De repente Marion se estremeció; una parte de ella se
daba cuenta de que ahora Charlie tenía los pies en la tierra, y su instinto de
madre reconocía que su deseo era natural; pero había vivido mucho tiempo con un
prejuicio: un prejuicio basado en una extraña desconfianza en la posibilidad de
que su hermana fuera feliz, y que, después de una noche terrible, se había
transformado en odio contra Charlie.
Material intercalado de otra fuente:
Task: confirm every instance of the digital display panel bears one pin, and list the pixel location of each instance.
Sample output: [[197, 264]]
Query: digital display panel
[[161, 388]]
Todo había sucedido en un periodo de su
vida en el que, entre el desánimo de la falta de salud y las circunstancias
adversas, necesitaba creer en una maldad y un malvado tangibles.
—Me es imposible pensar de otra manera —gritó de
repente—. No sé hasta qué punto eres responsable de la muerte de Helen. Es algo
que tendrás que arreglar con tu propia conciencia.
Charlie sintió una punzada de dolor, como una
corriente eléctrica; estuvo a punto de levantarse, y una palabra impronunciable
resonó en su garganta. Se dominó un instante, un instante más.
—Ya está bien —dijo Lincoln, incómodo—. Yo nunca he
pensado que tú fueras responsable.
—Helen murió de una enfermedad cardiaca —dijo Charlie,
sin fuerzas.
—Sí, una enfermedad cardiaca —dijo Marion, como si
aquella frase tuviera para ella otro significado.
Entonces, en el instante vacío, insípido, que siguió a
su arrebato, Marion vio con claridad que Charlie había conseguido dominar la
situación. Miró a su marido y comprendió que no podía esperar su ayuda, y, de
pronto, como si el asunto no tuviera ninguna importancia, tiró la toalla.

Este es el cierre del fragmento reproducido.